Louise was one of those "lucky" people who start a new job and get a new MOE number courtesy of Novopay, despite having a long history with the MOE.  This new MOE number means that Novopay has no record of her qualifications, service, sick leave, etc.  Louise is being paid on the untrained rate, approximately $26,000, almost $30,000 below where she definitely should be, if not more.  She has had to go back to the institution she got her qualification from to get an academic transcript to get paid properly.  She has supplied Novopay with all the relevant details through her school's admin officer, and is now taking bets on when she will be paid at the correct rate.  I bet four months.  If that is so, when she does get paid, she will get a massive backpay, be taxed at a higher tax rate and then will have to wait until after April 2014 to get that tax back.

Today on Q&A, Steven Joyce said he'd be making a decision on the viability of Novopay before the end of the month.  He said that the first thing he thinks about when he wakes up in the morning is Novopay (not the toilet?) and that they are doubling or tripling the staff at Novopay to solve the backlog, but that finding skilled people had been a big issue.  He said the government had put $5 million into solving this problem, and later on they would look at getting that money back from Talent2.

Well, Mr Joyce, I have some advice for you:  DUMP NOVOPAY!!!

And this is why:
*  Novopay is a poorly written computer program.
*  Novopay is a poorly built computer program.
*  It had 147 bugs before it went live.
*  Not all of those bugs are fixed six months after going live.
*  More bugs are appearing each pay round in addition to the orginal bugs.
*  No one seems to understand how Novopay was written or built.
*  Other IT experts say it is junk programming.
*  The people at NZ Post have suffered another Talent2 payroll since April 2011 and it is only just now coming right after 20+ months of stuff ups and disruptions.
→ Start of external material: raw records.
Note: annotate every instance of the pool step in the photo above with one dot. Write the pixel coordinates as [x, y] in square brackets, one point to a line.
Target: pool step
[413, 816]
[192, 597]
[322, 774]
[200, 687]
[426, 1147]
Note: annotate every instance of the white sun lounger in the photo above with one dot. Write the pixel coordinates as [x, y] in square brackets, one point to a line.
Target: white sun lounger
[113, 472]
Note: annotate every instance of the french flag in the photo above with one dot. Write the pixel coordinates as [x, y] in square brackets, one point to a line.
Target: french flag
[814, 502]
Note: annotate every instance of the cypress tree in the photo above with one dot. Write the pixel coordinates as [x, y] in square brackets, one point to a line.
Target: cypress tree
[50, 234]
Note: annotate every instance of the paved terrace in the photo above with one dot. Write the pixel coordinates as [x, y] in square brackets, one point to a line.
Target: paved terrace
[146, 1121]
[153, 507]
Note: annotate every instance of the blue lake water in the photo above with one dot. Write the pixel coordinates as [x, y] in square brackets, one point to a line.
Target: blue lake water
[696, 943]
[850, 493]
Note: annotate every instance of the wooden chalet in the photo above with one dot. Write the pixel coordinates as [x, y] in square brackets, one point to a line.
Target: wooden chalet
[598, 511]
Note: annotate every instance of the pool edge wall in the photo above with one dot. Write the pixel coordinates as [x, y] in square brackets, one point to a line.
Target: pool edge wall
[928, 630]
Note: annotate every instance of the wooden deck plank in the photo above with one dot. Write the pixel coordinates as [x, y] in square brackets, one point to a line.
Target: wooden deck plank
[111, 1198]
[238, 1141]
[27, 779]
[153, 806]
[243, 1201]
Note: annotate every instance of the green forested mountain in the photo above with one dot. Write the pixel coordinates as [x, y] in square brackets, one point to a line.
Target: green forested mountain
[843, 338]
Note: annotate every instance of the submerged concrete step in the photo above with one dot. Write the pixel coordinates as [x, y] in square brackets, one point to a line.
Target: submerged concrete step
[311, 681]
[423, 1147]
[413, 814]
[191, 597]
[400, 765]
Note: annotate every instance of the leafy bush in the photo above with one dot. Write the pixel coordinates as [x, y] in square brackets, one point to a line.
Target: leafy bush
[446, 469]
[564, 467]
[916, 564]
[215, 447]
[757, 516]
And all this is in addition to the fact that Talent2 did not meet most, if any, of their milestones and took longer than was planned to deliver the program and that it was never properly trialled.

Mr Joyce says that returning to Datacom, the previous provider, would not fix the problem straight away.  But the big difference between Datacom and Novopay is this:  Datacom uses people to do the work; Novopay is a faulty computer program.  One can reason with a person and work with them to solve a problem; Novopay, being a computer program, is a different kettle of fish.

Under the old system, with Datacom, each payroll officer worked with a small group of schools.  They built a relationship with the principals and admin staff of each school and understood the needs of each school.  Yes, errors did occur, but they never rolled through weeks and months of not being solved like the errors with Novopay have.  With Datacom, often the issue was rectified the next day and a manual payment made by either them or the school to the staff member affected.  Novopay seems to say it will be fixed next payroll.... and then a few months later it isn't and more problems have compounded.

Back in 2008 I had several issues with Datacom over a few weeks when I was relieving in both primary and secondary sectors.  Because my payslips detailed where and when I was at it was easy to contact schools concerned to solve the problem.  On one occasion I had to contact Datacom directly, and after a bit of stern pursuasion, I managed to get through to someone who could solve the problem within days.  I'm glad I'm not relieving now.  To be a reliever being paid by Novopay would send me to the funny farm!!

Several weeks of misspayments was not fun.  But I feel for those support staff workers and teachers who have been affected by over/under/non payments for anywhere up to six months.  If we have to suffer through this for two years like NZ Post staff, then that is totally unacceptable!!

Quite frankly, Novopay has failed to meet the standard, and as a result, Novopay should be kicked into touch as soon as practically possible.